We present the first estimate of the global distribution of CO2 surface fluxes from 14 stations of the Total Carbon Column Observing Network (TCCON). The evaluation of this inversion is based on 1) ...comparison with the fluxes from a classical inversion of surface air-sample-measurements, and 2) comparison of CO2 mixing ratios calculated from the inverted fluxes with independent aircraft measurements made during the two years analyzed here, 2009 and 2010. The former test shows similar seasonal cycles in the northern hemisphere and consistent regional carbon budgets between inversions from the two datasets, even though the TCCON inversion appears to be less precise than the classical inversion.
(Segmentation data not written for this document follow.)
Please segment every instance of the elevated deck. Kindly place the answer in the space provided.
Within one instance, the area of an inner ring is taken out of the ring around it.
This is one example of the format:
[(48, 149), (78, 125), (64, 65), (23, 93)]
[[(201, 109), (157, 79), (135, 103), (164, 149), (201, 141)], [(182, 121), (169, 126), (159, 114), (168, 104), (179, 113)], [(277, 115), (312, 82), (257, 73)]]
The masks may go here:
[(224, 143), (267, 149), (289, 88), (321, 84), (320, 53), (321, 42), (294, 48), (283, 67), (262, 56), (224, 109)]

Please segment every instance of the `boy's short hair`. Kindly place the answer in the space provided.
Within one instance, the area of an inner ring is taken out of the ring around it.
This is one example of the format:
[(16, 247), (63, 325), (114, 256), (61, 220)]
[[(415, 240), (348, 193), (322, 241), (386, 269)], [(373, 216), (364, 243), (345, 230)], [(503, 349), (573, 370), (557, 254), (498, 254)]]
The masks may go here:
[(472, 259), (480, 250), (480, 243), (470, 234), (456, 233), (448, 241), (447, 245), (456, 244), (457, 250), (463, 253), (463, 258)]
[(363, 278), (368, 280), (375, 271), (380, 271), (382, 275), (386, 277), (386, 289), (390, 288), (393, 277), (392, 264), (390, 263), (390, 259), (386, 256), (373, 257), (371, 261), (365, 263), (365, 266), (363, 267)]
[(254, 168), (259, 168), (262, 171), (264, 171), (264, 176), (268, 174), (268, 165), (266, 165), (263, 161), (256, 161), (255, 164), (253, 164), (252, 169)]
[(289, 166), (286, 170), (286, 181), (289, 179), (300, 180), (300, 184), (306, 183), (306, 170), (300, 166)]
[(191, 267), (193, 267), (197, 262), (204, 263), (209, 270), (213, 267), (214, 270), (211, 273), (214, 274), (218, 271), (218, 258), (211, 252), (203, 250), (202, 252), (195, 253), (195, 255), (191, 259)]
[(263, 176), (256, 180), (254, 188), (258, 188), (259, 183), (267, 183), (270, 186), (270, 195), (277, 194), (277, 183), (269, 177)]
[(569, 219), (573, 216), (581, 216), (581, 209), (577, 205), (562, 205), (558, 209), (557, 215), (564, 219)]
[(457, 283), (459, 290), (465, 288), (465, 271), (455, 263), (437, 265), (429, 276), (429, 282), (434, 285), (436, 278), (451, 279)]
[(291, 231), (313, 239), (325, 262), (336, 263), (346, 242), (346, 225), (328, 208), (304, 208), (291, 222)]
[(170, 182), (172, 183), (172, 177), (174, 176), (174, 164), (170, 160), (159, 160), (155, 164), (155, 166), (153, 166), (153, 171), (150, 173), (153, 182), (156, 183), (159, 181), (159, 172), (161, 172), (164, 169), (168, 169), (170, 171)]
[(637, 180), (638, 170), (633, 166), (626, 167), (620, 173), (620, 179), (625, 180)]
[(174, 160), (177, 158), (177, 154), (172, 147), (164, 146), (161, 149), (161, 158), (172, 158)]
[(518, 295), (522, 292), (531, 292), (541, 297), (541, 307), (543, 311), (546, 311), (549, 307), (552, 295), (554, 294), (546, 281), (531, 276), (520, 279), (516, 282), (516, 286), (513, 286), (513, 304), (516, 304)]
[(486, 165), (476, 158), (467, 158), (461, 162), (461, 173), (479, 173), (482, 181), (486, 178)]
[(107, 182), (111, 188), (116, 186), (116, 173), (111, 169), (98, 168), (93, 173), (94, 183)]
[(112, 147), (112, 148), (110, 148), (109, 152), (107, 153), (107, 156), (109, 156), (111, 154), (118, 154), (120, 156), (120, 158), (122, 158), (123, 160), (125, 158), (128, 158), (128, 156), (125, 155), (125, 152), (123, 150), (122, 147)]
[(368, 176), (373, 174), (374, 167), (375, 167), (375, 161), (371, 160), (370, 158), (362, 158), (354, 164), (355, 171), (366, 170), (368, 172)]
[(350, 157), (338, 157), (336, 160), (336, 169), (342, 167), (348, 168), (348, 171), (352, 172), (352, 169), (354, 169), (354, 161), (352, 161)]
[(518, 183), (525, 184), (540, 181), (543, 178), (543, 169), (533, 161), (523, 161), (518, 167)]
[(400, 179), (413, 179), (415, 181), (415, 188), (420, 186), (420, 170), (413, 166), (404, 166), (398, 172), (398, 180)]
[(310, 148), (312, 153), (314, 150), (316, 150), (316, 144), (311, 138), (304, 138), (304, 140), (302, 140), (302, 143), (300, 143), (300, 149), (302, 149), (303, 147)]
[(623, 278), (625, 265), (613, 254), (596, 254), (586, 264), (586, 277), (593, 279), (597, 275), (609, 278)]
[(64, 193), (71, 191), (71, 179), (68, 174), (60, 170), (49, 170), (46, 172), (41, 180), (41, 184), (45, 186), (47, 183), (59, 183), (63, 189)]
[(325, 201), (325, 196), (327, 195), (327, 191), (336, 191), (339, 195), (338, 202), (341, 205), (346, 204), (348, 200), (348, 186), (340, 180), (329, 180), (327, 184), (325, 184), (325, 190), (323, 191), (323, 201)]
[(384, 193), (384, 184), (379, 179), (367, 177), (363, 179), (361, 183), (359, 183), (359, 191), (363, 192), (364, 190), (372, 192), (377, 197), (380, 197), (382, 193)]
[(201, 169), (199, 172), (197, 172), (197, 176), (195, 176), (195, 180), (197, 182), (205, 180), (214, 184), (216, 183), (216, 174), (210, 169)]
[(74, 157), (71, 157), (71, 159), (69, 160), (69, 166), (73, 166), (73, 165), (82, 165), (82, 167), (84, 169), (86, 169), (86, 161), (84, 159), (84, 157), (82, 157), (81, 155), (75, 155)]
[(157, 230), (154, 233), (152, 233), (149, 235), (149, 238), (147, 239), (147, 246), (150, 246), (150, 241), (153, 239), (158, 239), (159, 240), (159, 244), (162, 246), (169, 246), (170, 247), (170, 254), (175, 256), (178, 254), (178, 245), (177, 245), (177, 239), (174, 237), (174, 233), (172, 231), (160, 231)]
The latter test confirms that the TCCON inversion has improved the quality (i.e., reduced the uncertainty) of the surface fluxes compared to the assumed or prior fluxes. The consistency between the surface-air-sample-based and the TCCON-based inversions despite remaining flaws in transport models opens the possibility of increased accuracy and robustness of flux inversions based on the combination of both data sources and confirms the usefulness of space-borne monitoring of the CO2 column.